Vicky is a committed socio-legal scholar who believes that academic research should be innovative and challenge and aim to directly inform legislative and policy developments. She is a leading researcher on policing in Ireland with an emphasis on the intersection between social change, police culture and police accountability. Her expertise in this area has been recognised in a number of Government appointments. She has served twice as a member of the Policing Authority, and served on the Commission on the Future of Policing (May 2017- Sept 2018)
Along with colleagues Dr Yvonne Daly (Law and Government) and Dr Yvonne Crotty (Institute of Education) she was part of an EU Commission funded grant called SUPRALAT (http://www.salduzlawyer.eu/) which developed training for criminal defence solicitors to enable them to best defend their client's rights in the garda station. Now accredited by the Law Society of Ireland, she and Dr Daly continue to deliver this training.
In 2020 she started an innovative podcast called Policed in Ireland (@policedpodcast) which creates a space to hear the lived experience of being policed in Ireland.
Vicky teaches across a range of modules related to criminal law, criminology and policing. She has held visiting scholar positions in North America, Australia and Ireland.
Vicky regularly contributes to media discussions on policing and criminal justice.

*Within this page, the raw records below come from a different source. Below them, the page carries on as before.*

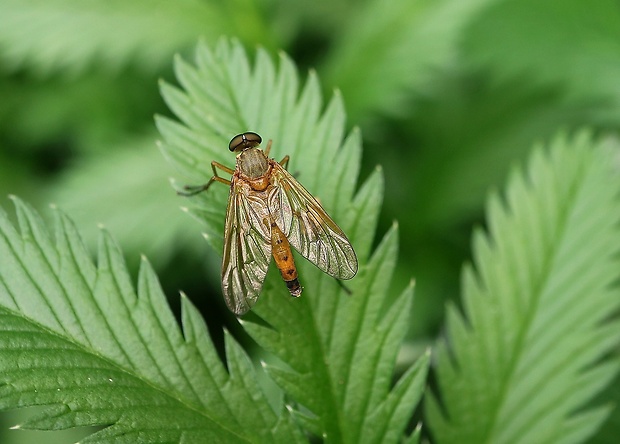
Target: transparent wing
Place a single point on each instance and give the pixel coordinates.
(247, 248)
(308, 227)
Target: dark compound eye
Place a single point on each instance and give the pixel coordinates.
(244, 141)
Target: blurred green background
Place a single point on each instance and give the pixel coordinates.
(450, 95)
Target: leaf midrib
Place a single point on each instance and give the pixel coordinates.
(537, 290)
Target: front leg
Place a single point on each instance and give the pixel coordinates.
(191, 190)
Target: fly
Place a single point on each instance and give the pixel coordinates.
(268, 211)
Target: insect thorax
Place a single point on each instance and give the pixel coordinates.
(252, 163)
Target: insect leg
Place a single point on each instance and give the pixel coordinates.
(190, 190)
(284, 162)
(268, 148)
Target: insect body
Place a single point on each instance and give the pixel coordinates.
(268, 211)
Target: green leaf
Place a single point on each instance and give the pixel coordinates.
(528, 353)
(126, 190)
(563, 44)
(339, 349)
(50, 35)
(391, 50)
(77, 339)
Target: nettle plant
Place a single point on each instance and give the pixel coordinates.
(520, 361)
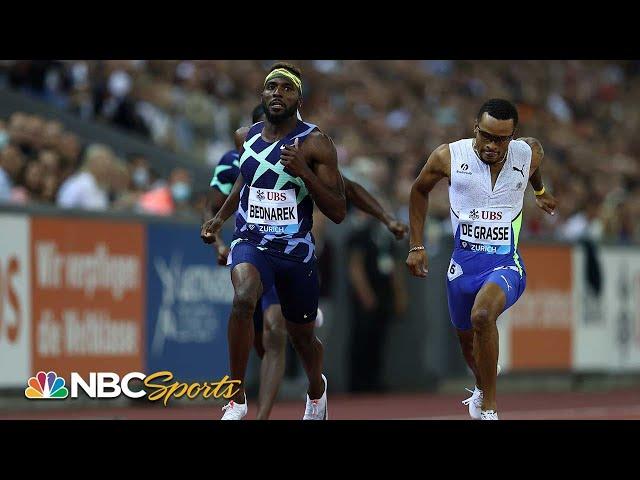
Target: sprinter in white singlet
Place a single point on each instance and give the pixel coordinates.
(487, 175)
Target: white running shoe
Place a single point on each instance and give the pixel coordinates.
(475, 401)
(235, 411)
(317, 409)
(489, 415)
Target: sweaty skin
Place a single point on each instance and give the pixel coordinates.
(480, 344)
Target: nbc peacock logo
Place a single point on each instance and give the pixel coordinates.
(45, 386)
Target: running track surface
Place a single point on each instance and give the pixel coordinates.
(618, 405)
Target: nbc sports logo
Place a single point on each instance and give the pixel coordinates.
(46, 385)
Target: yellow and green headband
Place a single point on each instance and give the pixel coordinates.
(282, 72)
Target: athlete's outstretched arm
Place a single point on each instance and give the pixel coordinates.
(364, 201)
(210, 228)
(322, 178)
(545, 201)
(215, 200)
(438, 166)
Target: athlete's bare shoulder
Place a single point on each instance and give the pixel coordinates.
(240, 136)
(319, 145)
(440, 160)
(319, 138)
(536, 147)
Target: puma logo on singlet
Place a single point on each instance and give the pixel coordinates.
(521, 170)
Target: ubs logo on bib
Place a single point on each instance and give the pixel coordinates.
(463, 169)
(490, 215)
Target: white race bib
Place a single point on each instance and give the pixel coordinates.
(489, 227)
(272, 207)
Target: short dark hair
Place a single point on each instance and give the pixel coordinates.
(287, 66)
(257, 113)
(500, 109)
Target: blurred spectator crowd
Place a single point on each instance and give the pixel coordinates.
(384, 116)
(41, 163)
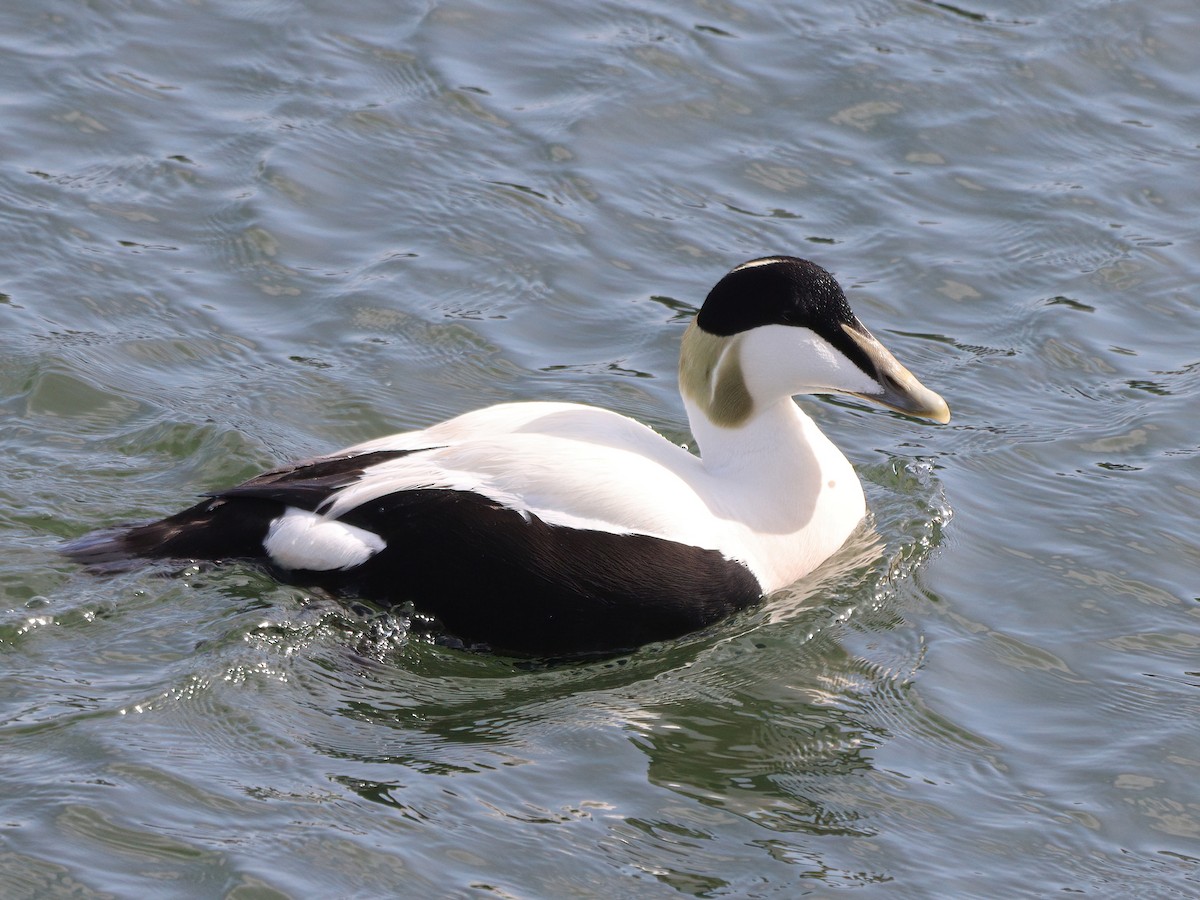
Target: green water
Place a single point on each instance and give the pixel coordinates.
(238, 233)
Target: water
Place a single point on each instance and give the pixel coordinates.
(238, 233)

Research interestsThe central focus of my research to date has involved a critical analysis of policing in Ireland, the first of its kind to draw on legal, sociological and criminological theories. Applying a diverse range of methods from legislative and case-law analyses, oral history interviews with retired police, and documentary and discourse analyses, I have produced a critical assessment of the development of policing in a post-colonial, post-conflict society. Combined with empirical data part-funded by the British Academy, this work (Policing Twentieth Century Ireland) was published by Routledge in June 2013 to excellent reviews. In Theoretical Criminology 19(3)(2015) Mulcahy described it as “a most welcome—and much needed—addition to the literature on policing in Ireland.”

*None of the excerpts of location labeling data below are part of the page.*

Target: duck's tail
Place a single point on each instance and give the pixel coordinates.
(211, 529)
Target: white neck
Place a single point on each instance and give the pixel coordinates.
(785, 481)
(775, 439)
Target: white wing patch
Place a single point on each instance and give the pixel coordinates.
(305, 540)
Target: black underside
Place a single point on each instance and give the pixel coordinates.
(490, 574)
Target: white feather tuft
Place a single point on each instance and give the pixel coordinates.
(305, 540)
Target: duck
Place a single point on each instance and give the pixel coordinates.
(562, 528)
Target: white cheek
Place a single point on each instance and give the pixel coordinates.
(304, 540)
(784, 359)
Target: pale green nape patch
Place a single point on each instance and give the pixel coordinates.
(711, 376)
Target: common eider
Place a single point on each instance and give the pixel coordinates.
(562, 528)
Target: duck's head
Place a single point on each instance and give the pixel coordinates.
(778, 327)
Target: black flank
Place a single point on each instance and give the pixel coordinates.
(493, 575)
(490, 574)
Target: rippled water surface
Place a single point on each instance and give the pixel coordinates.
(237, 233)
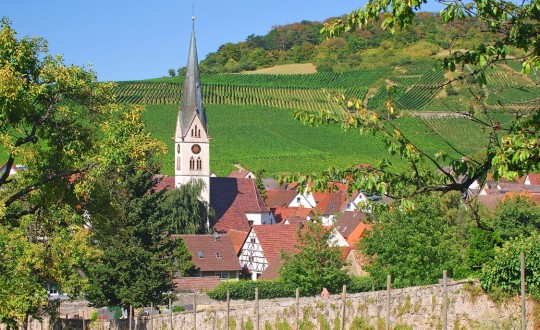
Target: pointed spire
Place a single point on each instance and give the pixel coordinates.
(192, 99)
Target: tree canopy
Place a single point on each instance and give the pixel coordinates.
(315, 265)
(66, 130)
(510, 150)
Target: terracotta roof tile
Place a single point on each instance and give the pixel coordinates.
(348, 222)
(209, 254)
(196, 284)
(330, 203)
(272, 271)
(275, 198)
(238, 238)
(164, 182)
(239, 174)
(275, 238)
(283, 213)
(232, 198)
(534, 178)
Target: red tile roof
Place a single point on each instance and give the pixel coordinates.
(348, 222)
(208, 247)
(274, 238)
(283, 213)
(272, 271)
(196, 284)
(164, 182)
(232, 198)
(534, 178)
(239, 174)
(238, 238)
(330, 203)
(276, 198)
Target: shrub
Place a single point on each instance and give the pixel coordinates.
(504, 271)
(177, 309)
(246, 290)
(361, 284)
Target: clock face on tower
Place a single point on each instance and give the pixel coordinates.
(195, 148)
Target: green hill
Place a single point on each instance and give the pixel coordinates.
(250, 115)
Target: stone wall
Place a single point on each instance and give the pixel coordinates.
(418, 307)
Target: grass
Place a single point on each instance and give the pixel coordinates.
(298, 68)
(270, 139)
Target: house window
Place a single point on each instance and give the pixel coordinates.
(222, 275)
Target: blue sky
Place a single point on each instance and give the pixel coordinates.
(129, 40)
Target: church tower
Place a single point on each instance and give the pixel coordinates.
(191, 143)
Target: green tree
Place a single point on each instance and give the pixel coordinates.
(503, 272)
(510, 151)
(66, 129)
(184, 212)
(315, 265)
(516, 216)
(414, 246)
(139, 258)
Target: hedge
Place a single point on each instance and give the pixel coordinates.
(245, 289)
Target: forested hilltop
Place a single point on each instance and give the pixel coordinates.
(365, 48)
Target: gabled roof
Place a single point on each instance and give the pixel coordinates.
(210, 254)
(232, 198)
(274, 238)
(534, 178)
(238, 238)
(241, 173)
(330, 202)
(348, 222)
(283, 213)
(192, 105)
(277, 198)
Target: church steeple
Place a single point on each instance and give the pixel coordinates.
(191, 142)
(191, 106)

A second aspect of my work investigates the governance and accountability of public police. I have co-organised (with Dermot Walsh) an international conference on police governance which attracted participants from Europe, America and Australia. The papers were disseminated through a double special edition of the leading American journal, Crime Law and Social Change and have been widely accessed and cited. This work is critical to my contribution to the Policing Authority, evidence that I am recognised to be Ireland’s expert on police governance and accountability.
A third area of research concerns criminal procedure which builds on previous publications concerning miscarriages of justice, and a textbook Irish Criminal Justice: Theory Process and Procedure. I was part of a European Commission funded project (€580,000) which developed and delivered training for lawyers on attending interviews in police stations. This project was in partnerships with colleagues in Belgium, Hungary and the University of Maastricht. With Prof Yvonne Daly, I am currently writing a book on Criminal Defence Representation in Garda Stations with Bloomsbury.
Finally I am actively engaged in research on Ireland’s abortion law. Having been commissioned by Labour Women to draft legislation which could operate post-repeal of the 8th amendment to the Constitution, I have been invited by numerous NGOs and political parties to advise them on the key issues. This work has involved collaboration with a large number of academic and practitioner colleagues. I am currently working on a number of publications concerning the criminalisation of abortion in Ireland.